Tandis que la criminalité et le trafic de drogue sont devenus le principal problème du Brésil, la montée en puissance et la force de frappe financière des groupes criminels brésiliens constituent pour une Europe en pleine crise un risque systémique majeur, encore largement sous-estimé, voire incompris.

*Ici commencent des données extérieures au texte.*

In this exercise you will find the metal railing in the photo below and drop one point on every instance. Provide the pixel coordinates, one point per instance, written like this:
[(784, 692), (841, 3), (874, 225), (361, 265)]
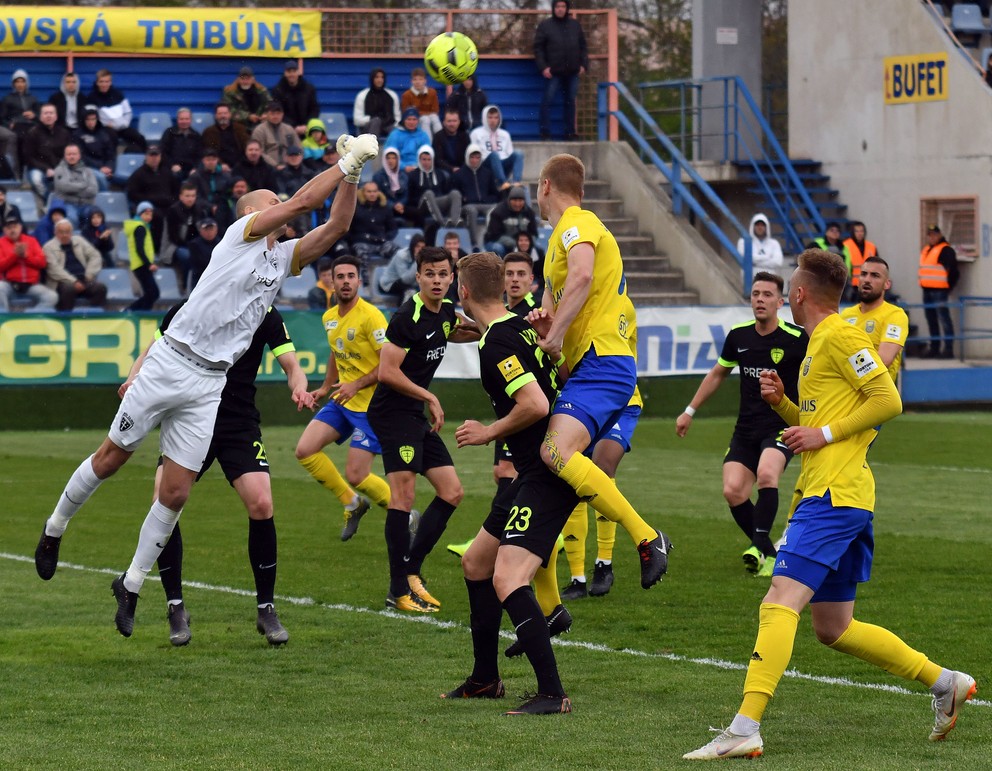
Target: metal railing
[(682, 195)]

Depuis la campagne électorale de 2018 et l’élection surprise de Jair Messias Bolsonaro à la présidence de la République, à la faveur d’une tentative d’assassinat commise par un militant d’extrême gauche le 7 septembre 2018, le Brésil est traversé de convulsions, certes récurrentes dans l’histoire contemporaine de ce pays, mais qui révèlent plus que jamais sa grande fragilité structurelle (2). La difficile réélection à la présidence de Luis Inácio Lula da Silva le 30 octobre 2022 ne saurait masquer que, malgré l’alternance politique entre deux blocs radicalement opposés de la scène politique brésilienne, ce scrutin n’a pas fondamentalement changé la donne intérieure pour de très nombreux Brésiliens qui continuent d’affronter une insécurité massive, la précarité sociale, les incertitudes politiques et économiques et le développement d’une grande criminalité qui fait courir un risque existentiel majeur aux populations, aux structures étatiques brésiliennes et à tout ce qui fait la vie de ce pays (presse, élus, collectivités locales, syndicats, etc.) (3).

Plus globalement, l’Amérique latine, sauf exceptions identifiées (Haïti, Cuba ou le Vénézuéla par exemple), semblait s’orienter depuis les années 1990 sur la voie d’une réelle stabilité démocratique, d’une croissance économique débouchant sur une plus grande prospérité et sur une réduction, certes difficile, des inégalités sociales les plus criantes. Or, en 2024, force est de constater qu’au Brésil comme ailleurs dans le sous-continent, et quelle que soit l’orientation politique des gouvernements en place, le retour en arrière que connaissent de nombreux pays de la région (recul des libertés démocratiques, croissance atone, reprise des fortes inégalités sociales, explosion de la criminalité, tentatives de coup d’État comme encore récemment en Bolivie) frappe par son ampleur et son intensité. Plus grave encore, des pays jusque-là plus ou moins épargnés par la très grande criminalité (à l’exemple du Chili ou de l’Argentine) sont à leur tour rattrapés par ce phénomène qui gangrène de plus en plus les sociétés latino-américaines.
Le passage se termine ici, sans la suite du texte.